Côté écologie, Greenpeace apprécie que le candidat « ait clairement enrichi ses connaissances et musclé son programme ». Nicolas Hulot, sans partager tous les points de vue de celui qu’il appelle « Jean-Luc » sur l’international ou « son intransigeance à l’endroit de l’Europe », juge que « sa réflexion et ses propositions vont loin. Sa mutation est peut-être même plus admirable et convaincante que celle que les écologistes ont pu faire ».

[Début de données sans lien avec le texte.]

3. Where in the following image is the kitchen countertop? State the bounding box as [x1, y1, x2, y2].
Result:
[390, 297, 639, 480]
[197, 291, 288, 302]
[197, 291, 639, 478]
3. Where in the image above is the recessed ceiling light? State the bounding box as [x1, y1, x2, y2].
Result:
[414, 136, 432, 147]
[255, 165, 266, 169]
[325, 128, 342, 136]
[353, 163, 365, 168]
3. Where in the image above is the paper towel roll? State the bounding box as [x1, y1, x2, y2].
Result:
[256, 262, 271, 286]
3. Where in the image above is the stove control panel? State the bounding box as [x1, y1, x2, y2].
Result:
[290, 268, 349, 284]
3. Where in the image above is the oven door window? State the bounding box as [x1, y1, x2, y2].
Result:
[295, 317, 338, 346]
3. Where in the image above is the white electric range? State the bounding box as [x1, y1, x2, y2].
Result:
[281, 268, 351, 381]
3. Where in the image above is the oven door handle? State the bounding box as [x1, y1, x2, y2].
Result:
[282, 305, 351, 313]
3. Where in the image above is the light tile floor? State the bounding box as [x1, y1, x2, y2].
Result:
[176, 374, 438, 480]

Cela convaincra-t-il assez d’électeurs d’opter pour ce « nouveau projet de société, complet, cohérent », ainsi que le présente Charlotte Girard, et lui permettre d’accéder au second tour ? À Toulouse, dimanche, Jean-Luc Mélenchon a rendu hommage aux syndicalistes et aux associatifs qui, par « leur opiniâtreté au combat, leur défense contre les intérêts personnels de l’intérêt collectif », se sont « dévoués à maintenir allumé le feu de l’altruisme » et ont « préparé par [leurs] travaux et [leur] constance » cette campagne où il aura été le « porte-parole d’un rassemblement que beaucoup disaient impossible ». Alors que tout se joue à quelques voix, Jean-Luc Mélenchon a prévenu ses partisans que « s’il en manque une poignée, il [leur] faudra surmonter ce qu’[ils] auront ressenti pour continuer à tracer ce chemin ».